Eventually the parents dragged the kids away from the table to Santa, waiting rather grumpily in the corner, but their minds weren't with him; their eyes were wandering back to the table.

As each group left, they were given a small toy from "the local train and game" and a gift coupon.

The next thing I'm going to do is see if I can put on a game in the mezzanine or open area of a shopping mall. Let the public come up, see it, play a round or two, roll some dice,…

"Hurri, Hurri, Hurri, step right up and see the show.. she the horrible man beast of Kukkamonga, the largest rat in existence, look at the reincarnated spirit of Pharoh Psoriasis.. look at the pretty dancing girls….

Give em the old hocus pocus, bead and feather em…

Want new customers and gamers? Put on a game in the mezzanine of a shopping mall,

Want to attract other gamers, show them that it's fun to game with you.

Wargames is about FUN, nothing more.

TGerritsen28 Jul 2017 2:19 p.m. PST

I agree, Otto. It's about fun. I've played games that are unbelievably complex but had a ball because the person running the game was organized, had enthusiasm in his presentation and made that enthusiasm infections to everyone playing.
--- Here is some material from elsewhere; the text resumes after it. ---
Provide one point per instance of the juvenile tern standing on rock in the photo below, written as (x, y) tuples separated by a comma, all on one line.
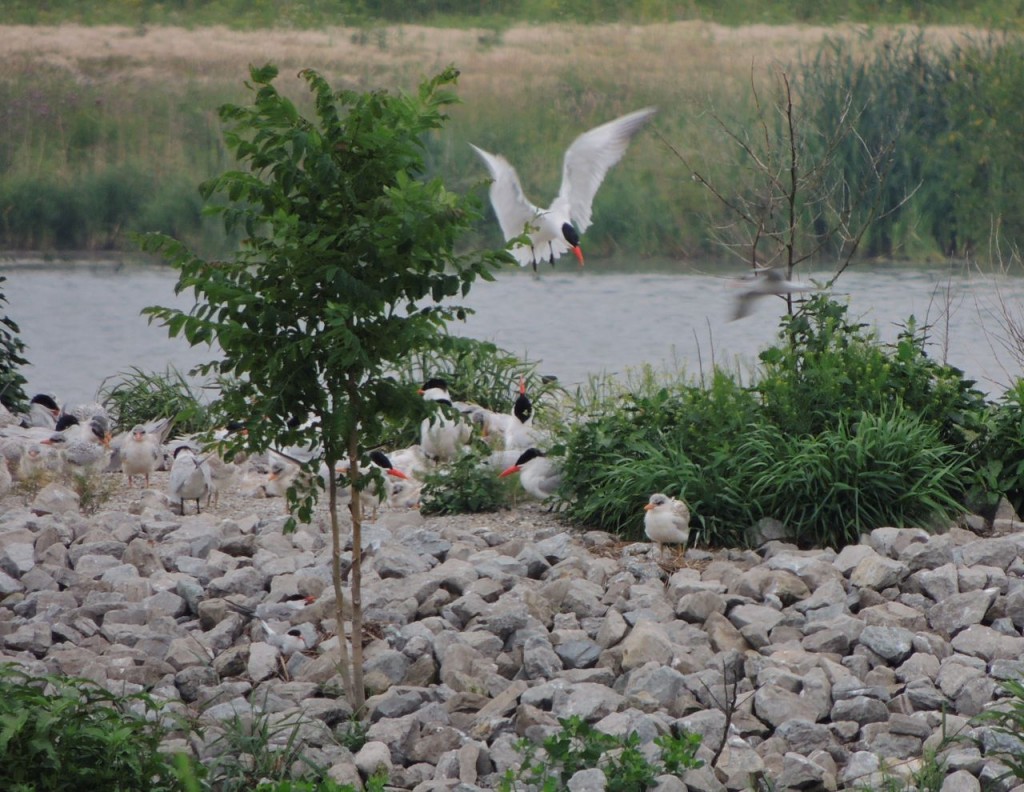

I've played very simple games (which are the ones I typically prefer) where the person running the game was disorganized, took over an hour to explain a game that would take anyone else five minutes, the players were jerks and despite beautiful miniatures and a class act table, wanted to never play with them again.

It's about having fun and interacting with your fellow players. If you aren't having fun, the game itself will have little bearing on the experience and vice versa.

Ottoathome Inactive Member28 Jul 2017 4:35 p.m. PST

Dear TGerritsen.

Thanks. If it isn't fun why do it. I agree about complexity. But complexity is elusive. More rules do not a complex game make. One of the most fascinating games I ever played is Quartermaster General. Incredibly complex based on a few simple elements. On the other hand I understand EXACTLY the type of game you are talking about. An excellent GM can make it all flow.
The other gamers not being a bunch of dorks is also important. But there is one other element. The player themselves, or yourself or myself has to be WILLING AND WANTING to have fun. I have seen dozens, hundreds of wargamers who go into a game and it seems they are almost fanatically determined NOT to have fun.

The circus is NOT the greatest show on earth. What makes it so when it is, is the eagerness of the attendee to be gulled.

Personal logo capncarp Supporting Member of TMP30 Jul 2017 1:40 p.m. PST

Otto--where's the "Like" button?????